As I've mentioned in my introductory post, I'm a university student. I pay around 8,000$ a year for tuition alone, and then another odd 1,000$ for books. Now, by no means is my family rich, but we're not poor either. We're "rich" enough that I don't qualify for a student load, but "poor" enough that my parents cannot pay for my tuition. I want to go to school, but I can't pay for it... This leaves me with a dilemma.
In order to go to school, I have to work. And I work pretty hard... I'm a full time worker, and a full time student. How is that possible you ask? I go to work from 7am to 3pm, come home, eat something quickly, and try to catch my bus to make it to school on time for a 7pm class. At least I have the weekends free, haha. All of this would be fine, if I was actually taught something.
I find the only time where I did any learning was in most of my first year classes. The professor would ACTUALLY go over the material, and explain it in their own way. After completing my third year, I find that more and more professors are simply reading out of the book instead of actually lecturing. This is very discouraging for me, because that means I have to go over all the material on my own again, and understand it on my own! What's the point of going to class then?
It's a little ridiculous if you think about it. I'm paying so much money, in order to work my ass off and get a stupid piece of paper that says I completed "school". I'm not really paying for an education, because the professors are hardly doing anything. I'm paying to know what books I need to read in order to pass an exam. Good use of my money huh?

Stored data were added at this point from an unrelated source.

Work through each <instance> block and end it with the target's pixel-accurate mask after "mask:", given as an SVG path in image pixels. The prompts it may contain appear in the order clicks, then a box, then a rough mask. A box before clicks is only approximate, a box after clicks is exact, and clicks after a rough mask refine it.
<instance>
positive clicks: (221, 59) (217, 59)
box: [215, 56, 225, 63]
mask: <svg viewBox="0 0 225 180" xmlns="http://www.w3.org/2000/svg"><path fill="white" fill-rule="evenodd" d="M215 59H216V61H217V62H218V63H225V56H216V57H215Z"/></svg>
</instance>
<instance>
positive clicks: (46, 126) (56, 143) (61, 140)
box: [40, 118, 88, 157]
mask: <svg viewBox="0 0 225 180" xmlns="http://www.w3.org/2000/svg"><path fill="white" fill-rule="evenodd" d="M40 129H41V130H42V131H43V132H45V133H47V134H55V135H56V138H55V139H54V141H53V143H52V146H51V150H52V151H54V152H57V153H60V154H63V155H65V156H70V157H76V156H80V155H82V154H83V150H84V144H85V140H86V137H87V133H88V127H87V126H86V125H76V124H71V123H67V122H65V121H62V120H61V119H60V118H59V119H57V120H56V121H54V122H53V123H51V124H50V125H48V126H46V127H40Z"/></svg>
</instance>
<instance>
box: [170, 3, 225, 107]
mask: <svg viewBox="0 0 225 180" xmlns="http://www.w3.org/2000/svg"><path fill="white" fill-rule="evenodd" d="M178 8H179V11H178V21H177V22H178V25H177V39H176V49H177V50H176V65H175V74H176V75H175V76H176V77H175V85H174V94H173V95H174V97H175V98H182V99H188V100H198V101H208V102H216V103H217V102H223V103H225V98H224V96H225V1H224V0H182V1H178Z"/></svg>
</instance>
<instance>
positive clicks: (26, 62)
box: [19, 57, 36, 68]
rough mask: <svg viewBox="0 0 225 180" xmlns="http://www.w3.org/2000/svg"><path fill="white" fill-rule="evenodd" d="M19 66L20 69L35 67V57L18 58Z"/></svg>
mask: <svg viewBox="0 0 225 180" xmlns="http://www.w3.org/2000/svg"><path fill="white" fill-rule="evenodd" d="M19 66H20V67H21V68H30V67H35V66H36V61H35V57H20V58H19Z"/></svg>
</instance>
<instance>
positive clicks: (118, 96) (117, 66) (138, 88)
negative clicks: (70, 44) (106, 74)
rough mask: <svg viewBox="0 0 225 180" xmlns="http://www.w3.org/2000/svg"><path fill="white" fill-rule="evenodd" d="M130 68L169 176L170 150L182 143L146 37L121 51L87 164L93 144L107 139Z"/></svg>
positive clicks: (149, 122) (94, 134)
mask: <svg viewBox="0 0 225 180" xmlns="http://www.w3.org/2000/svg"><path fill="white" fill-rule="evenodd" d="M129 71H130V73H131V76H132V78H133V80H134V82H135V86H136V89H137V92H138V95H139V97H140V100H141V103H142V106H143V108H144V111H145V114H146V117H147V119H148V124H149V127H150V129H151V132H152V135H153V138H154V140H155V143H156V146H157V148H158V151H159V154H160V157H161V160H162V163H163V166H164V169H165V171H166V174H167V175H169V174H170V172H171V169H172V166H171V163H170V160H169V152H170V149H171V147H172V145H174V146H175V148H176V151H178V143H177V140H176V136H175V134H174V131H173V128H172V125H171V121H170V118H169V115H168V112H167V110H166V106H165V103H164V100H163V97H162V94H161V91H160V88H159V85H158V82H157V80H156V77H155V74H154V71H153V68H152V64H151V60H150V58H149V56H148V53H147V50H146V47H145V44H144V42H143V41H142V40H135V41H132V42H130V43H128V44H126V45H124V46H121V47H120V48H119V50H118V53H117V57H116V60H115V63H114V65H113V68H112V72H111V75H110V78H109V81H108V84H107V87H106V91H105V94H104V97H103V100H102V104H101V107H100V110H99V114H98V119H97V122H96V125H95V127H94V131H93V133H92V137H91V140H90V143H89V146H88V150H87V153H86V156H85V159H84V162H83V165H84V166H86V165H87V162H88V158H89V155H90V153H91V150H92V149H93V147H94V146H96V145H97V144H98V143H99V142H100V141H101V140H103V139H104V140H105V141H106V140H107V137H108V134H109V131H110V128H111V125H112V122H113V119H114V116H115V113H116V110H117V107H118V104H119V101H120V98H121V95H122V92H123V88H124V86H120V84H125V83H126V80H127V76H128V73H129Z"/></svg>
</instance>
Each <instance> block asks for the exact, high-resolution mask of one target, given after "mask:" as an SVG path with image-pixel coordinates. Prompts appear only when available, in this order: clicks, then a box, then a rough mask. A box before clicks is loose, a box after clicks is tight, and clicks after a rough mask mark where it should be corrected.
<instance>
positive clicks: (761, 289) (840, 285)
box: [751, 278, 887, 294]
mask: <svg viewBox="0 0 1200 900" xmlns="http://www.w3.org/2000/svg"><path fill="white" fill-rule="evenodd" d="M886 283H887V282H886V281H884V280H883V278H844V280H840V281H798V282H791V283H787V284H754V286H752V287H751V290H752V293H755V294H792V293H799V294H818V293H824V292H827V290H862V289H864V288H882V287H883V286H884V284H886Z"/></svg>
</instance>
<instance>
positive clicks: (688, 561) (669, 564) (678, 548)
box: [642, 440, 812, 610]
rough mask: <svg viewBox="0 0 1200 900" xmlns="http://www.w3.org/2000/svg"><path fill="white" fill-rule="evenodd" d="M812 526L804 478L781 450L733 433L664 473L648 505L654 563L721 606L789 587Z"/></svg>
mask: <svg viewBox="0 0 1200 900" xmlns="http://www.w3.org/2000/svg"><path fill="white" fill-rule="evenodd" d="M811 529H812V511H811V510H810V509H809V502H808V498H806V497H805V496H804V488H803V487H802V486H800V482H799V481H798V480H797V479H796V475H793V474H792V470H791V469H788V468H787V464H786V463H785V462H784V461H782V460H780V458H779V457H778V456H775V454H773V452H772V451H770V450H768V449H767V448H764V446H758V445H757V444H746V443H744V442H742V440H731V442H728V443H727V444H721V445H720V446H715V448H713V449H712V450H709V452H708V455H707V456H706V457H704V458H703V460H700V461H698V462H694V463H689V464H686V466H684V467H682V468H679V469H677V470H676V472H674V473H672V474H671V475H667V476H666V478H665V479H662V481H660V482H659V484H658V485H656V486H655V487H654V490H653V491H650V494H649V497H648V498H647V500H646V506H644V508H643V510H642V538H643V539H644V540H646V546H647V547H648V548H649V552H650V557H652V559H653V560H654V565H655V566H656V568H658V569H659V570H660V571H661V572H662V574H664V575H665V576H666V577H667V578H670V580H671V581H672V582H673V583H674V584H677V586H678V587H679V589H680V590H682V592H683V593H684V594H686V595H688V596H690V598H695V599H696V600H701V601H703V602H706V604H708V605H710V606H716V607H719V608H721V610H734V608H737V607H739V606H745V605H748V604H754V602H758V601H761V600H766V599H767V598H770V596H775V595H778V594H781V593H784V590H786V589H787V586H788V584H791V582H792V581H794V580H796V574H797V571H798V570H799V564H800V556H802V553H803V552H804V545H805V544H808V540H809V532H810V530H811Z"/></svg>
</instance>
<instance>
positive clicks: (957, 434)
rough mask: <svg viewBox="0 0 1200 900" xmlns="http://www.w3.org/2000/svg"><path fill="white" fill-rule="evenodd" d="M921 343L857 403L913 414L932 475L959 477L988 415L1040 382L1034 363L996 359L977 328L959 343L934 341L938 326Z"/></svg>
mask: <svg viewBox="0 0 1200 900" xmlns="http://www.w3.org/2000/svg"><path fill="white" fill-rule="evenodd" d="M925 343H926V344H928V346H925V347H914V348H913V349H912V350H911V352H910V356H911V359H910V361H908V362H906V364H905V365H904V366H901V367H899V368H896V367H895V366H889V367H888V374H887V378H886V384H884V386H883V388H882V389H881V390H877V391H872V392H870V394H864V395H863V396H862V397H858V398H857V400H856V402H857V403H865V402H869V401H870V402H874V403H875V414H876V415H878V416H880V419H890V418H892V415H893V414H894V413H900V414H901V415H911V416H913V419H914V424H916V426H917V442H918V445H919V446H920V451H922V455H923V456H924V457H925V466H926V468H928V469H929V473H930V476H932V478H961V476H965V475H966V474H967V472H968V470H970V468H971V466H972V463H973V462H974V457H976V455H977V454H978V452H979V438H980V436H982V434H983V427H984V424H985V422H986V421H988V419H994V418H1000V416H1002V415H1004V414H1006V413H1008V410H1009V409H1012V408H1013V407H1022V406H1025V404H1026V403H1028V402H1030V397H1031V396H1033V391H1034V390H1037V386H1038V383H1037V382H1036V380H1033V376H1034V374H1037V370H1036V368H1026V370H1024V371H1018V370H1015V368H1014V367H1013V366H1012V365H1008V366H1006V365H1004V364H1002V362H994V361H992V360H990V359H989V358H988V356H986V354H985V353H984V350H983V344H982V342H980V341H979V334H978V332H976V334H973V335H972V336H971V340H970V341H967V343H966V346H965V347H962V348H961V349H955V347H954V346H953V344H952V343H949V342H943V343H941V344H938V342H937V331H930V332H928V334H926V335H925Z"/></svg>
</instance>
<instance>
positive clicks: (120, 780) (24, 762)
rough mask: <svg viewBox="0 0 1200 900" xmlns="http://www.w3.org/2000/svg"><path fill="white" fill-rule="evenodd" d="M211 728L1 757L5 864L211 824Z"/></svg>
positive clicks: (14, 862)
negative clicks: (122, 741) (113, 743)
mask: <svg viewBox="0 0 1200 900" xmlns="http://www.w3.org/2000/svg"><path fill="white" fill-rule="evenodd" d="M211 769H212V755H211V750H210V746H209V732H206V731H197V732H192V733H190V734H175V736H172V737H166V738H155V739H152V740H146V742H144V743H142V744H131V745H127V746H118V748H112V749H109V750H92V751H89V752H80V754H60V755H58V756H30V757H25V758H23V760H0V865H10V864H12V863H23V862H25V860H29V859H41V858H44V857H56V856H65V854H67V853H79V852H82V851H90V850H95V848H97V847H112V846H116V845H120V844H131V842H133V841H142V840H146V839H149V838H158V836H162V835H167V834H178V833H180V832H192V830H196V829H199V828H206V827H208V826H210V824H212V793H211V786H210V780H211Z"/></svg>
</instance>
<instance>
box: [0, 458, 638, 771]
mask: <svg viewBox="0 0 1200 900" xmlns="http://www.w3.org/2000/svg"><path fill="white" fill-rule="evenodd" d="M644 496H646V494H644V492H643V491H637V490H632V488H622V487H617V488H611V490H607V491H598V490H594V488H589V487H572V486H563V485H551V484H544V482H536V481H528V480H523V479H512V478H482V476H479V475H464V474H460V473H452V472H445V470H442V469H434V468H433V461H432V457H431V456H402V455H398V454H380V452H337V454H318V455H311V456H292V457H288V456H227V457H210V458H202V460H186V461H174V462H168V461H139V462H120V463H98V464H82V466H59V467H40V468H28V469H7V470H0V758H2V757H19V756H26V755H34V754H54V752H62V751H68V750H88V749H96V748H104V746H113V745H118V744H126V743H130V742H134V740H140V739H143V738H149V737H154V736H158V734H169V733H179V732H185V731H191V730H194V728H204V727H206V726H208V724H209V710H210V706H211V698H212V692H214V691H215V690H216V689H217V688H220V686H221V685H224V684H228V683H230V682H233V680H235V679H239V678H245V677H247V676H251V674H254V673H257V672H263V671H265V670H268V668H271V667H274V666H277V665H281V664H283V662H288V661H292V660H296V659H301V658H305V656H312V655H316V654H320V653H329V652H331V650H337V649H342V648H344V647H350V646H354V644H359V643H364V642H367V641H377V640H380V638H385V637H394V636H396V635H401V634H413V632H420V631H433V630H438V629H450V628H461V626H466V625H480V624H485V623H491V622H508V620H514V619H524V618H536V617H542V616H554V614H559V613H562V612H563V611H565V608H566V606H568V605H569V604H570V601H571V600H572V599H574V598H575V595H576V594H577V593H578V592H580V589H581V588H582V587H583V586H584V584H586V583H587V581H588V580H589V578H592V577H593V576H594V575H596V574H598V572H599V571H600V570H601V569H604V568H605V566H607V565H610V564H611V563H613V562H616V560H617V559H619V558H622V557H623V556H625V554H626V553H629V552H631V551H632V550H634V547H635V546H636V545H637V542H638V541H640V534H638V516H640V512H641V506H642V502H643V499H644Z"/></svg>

Society places so much value on a university education, but honestly from my experience, it's mostly bullshit. You're paying to learn on your own. Why pay at all then? Why aren't you able to study on your own, read whatever books you'd like, and then opt to take a certification test of your knowledge. Obviously this test wouldn't be free, since somebody would have to mark it, and there's costs associated with processing. Even if it costed 1,000$ to take the test once, it'd still be cheaper than the 36,000$ (8,000 a year for four years, plus textbooks) you'd end up spending on an "education". This would be an alternative solution to getting a degree, and a more practical one for many people. But alas, it's obvious that the whole education system is based around business first, education second, so this will never happen.